Configuring the use of Keeper

Up above a few files ClickHouse Keeper was configured. This configuration file use-keeper.xml is configuring ClickHouse Server to use ClickHouse Keeper for the coordination of replication and distributed DDL. This file specifies that ClickHouse Server should use Keeper on nodes chnode1 - 3 on port 9181, and the file is the same on chnode1 and chnode2.

use-keeper.xml on chnode1
<clickhouse>
<zookeeper>
<node index="1">
<host>chnode1</host>
<port>9181</port>
</node>
<node index="2">
<host>chnode2</host>
<port>9181</port>
</node>
<node index="3">
<host>chnode3</host>
<port>9181</port>
</node>
</zookeeper>
</clickhouse>

chnode2 configuration

As the configuration is very similar on chnode1 and chnode2, only the differences will be pointed out here.

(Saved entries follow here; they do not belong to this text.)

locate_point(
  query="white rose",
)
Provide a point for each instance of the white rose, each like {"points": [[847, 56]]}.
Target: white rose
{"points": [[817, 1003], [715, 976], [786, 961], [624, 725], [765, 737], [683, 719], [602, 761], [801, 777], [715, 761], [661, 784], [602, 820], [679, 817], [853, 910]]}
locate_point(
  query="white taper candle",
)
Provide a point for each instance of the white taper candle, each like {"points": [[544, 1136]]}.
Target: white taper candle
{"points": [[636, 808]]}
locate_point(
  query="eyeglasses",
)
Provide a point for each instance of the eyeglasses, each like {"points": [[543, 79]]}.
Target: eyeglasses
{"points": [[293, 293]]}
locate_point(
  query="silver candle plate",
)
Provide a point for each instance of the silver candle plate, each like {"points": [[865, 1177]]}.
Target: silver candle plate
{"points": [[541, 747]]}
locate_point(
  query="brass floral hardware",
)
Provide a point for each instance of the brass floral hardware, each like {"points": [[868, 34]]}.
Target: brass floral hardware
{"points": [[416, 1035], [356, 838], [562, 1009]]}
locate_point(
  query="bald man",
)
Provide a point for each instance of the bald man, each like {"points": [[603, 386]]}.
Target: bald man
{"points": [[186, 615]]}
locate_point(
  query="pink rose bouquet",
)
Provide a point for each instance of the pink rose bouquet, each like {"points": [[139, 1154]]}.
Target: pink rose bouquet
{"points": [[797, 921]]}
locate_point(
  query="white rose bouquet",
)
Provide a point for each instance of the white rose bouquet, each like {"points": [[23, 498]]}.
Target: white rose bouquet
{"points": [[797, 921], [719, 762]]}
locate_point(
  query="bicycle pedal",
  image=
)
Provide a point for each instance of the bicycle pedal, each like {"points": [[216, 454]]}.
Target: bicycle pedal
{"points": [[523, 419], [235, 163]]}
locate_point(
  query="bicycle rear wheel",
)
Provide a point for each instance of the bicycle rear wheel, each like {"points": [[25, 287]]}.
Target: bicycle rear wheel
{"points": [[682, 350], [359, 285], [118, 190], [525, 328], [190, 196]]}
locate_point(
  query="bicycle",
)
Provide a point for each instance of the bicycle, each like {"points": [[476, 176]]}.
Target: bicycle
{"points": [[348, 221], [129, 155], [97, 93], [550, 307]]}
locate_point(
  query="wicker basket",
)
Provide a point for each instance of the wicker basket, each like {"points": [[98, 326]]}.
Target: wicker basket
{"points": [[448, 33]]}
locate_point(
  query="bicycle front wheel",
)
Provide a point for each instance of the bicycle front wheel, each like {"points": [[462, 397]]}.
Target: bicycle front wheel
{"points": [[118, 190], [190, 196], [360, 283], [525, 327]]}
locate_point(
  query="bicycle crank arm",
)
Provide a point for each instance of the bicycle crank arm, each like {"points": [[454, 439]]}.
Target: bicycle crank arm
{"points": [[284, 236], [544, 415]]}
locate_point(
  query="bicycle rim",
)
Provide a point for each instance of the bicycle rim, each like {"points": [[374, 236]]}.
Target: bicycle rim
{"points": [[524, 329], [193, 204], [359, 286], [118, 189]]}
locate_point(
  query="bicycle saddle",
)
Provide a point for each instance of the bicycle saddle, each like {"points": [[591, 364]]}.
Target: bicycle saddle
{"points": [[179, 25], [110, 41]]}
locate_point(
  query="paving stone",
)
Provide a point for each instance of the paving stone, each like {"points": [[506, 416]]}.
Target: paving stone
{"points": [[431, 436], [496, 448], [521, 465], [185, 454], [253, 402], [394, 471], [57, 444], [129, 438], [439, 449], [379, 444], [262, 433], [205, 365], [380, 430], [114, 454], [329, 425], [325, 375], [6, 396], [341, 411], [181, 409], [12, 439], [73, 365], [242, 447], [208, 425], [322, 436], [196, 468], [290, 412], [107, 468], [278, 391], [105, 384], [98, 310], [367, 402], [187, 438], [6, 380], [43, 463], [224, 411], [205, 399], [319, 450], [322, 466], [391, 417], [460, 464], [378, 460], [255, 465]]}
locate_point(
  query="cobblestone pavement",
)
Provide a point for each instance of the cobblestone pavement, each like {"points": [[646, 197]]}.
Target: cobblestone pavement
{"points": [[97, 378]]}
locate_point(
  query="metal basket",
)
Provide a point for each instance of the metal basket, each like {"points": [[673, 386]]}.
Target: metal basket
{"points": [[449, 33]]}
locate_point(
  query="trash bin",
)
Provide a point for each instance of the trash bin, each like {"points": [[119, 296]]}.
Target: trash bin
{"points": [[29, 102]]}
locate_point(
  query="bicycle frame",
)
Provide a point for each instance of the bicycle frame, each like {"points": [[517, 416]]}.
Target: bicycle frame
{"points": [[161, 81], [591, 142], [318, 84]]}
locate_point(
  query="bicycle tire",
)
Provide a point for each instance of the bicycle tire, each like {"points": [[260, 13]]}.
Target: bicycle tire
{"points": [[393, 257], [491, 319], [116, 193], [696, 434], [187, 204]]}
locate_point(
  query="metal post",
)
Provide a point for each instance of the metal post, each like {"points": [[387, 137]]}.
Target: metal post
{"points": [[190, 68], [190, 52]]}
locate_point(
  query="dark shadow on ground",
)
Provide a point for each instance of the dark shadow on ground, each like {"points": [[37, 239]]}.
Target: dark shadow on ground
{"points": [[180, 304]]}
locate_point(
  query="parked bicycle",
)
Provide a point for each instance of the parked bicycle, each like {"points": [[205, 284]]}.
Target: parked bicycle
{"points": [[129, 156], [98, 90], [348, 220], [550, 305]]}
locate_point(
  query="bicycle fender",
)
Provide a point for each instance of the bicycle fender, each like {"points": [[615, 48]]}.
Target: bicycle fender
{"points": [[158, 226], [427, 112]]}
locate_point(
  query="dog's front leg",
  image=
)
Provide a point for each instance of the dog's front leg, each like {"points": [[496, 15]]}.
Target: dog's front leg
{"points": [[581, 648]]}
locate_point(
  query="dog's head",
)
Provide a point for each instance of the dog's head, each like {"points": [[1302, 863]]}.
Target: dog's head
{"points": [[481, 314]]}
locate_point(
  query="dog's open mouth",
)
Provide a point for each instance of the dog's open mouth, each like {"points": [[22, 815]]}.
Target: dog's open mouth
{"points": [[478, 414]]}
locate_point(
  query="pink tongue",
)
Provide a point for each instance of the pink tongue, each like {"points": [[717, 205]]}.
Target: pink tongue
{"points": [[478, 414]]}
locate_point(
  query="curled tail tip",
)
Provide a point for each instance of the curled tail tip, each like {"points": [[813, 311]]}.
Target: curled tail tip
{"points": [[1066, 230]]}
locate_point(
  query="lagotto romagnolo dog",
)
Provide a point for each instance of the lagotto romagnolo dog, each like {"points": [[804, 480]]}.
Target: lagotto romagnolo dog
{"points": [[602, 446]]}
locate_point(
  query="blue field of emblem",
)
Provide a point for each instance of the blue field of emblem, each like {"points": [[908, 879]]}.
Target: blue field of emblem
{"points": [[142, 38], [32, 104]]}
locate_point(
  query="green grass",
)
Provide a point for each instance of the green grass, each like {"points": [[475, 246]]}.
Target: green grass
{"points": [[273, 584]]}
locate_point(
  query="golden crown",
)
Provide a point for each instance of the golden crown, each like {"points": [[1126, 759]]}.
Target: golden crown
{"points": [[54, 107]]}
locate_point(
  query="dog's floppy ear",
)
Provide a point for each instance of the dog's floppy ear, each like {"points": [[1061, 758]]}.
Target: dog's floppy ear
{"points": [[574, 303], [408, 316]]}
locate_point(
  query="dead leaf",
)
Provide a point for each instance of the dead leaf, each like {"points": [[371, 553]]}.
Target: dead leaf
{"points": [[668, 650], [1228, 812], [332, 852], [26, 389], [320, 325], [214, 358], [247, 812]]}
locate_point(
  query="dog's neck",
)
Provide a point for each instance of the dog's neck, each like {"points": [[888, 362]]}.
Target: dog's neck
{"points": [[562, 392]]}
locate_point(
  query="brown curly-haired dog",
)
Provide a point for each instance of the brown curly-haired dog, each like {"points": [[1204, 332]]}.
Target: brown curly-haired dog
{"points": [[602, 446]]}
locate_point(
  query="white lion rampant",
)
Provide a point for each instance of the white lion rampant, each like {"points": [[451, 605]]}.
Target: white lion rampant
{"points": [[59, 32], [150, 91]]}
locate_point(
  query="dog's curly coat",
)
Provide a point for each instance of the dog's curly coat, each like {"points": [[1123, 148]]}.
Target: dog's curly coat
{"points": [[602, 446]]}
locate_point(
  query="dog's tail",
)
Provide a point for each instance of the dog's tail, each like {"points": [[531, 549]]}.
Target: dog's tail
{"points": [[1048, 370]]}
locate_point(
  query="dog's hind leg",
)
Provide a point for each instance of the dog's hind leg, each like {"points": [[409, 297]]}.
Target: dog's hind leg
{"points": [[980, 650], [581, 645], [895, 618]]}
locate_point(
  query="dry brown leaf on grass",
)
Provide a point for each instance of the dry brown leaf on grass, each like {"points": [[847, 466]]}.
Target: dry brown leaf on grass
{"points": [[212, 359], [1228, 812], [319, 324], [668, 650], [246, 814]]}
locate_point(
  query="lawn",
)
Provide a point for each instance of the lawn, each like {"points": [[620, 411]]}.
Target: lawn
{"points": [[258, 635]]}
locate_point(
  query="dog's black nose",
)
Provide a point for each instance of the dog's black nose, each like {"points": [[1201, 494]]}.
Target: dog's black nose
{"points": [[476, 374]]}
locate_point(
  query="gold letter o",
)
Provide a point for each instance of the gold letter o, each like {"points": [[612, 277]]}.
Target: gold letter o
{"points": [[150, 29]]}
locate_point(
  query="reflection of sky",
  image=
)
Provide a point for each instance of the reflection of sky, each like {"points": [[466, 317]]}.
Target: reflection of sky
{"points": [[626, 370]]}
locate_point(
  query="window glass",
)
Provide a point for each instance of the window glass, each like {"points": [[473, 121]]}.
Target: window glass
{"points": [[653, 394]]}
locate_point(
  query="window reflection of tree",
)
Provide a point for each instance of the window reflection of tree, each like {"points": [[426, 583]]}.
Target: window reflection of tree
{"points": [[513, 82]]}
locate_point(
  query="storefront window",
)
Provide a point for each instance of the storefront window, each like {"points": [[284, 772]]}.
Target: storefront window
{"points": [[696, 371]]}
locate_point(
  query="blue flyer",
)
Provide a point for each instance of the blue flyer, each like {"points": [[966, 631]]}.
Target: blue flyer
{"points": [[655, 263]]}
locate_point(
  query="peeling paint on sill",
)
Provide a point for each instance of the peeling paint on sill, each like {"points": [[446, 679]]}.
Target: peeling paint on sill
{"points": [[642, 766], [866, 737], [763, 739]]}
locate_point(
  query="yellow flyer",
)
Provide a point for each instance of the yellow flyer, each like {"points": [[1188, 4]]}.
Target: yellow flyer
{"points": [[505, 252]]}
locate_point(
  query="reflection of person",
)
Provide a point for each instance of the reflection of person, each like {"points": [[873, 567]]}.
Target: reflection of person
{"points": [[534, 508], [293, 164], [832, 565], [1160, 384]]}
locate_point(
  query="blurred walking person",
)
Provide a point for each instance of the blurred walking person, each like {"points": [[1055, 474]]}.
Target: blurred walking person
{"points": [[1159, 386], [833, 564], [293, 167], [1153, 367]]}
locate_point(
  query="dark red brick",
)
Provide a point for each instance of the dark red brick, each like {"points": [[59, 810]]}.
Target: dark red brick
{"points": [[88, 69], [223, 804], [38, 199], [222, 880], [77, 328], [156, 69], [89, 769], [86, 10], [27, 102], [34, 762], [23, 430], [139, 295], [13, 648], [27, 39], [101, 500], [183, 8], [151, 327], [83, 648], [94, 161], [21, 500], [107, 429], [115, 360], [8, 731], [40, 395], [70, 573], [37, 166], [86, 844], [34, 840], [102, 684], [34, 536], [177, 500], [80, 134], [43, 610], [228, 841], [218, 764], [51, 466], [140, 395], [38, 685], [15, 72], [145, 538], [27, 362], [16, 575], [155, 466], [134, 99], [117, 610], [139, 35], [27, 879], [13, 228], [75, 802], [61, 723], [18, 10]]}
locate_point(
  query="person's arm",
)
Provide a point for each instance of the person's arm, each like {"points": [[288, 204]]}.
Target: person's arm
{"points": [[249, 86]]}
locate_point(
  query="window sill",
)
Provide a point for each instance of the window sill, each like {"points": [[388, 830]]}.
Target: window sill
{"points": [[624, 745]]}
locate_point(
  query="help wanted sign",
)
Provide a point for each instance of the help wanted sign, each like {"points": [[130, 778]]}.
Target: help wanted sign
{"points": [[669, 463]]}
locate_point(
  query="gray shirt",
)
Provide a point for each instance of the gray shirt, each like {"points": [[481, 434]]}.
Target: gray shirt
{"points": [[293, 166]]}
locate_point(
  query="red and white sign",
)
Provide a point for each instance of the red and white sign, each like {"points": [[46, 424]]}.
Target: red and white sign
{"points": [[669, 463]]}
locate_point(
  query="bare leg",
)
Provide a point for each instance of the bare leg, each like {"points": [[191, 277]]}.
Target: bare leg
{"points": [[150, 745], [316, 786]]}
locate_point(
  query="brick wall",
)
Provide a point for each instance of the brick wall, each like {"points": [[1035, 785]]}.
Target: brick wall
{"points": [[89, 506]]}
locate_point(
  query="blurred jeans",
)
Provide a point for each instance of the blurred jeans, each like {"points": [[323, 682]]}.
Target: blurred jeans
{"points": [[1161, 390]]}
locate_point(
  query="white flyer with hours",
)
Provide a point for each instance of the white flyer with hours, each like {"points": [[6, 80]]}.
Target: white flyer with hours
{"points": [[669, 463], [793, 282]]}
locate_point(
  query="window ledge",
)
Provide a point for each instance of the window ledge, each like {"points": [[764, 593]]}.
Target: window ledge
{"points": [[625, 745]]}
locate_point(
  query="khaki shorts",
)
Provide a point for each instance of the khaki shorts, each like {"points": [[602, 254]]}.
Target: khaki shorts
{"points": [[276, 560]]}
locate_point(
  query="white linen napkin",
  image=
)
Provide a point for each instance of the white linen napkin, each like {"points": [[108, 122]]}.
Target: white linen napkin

Network and logging configuration

network-and-logging.xml on chnode2
<clickhouse>
<logger>
<level>debug</level>
<log>/var/log/clickhouse-server/clickhouse-server.log</log>
<errorlog>/var/log/clickhouse-server/clickhouse-server.err.log</errorlog>
<size>1000M</size>
<count>3</count>
</logger>
<display_name>clickhouse</display_name>
<listen_host>0.0.0.0</listen_host>
<http_port>8123</http_port>
<tcp_port>9000</tcp_port>
<interserver_http_port>9009</interserver_http_port>
</clickhouse>

ClickHouse Keeper configuration

This file contains one of the two differences between chnode1 and chnode2. In the Keeper configuration the server_id is set to 2.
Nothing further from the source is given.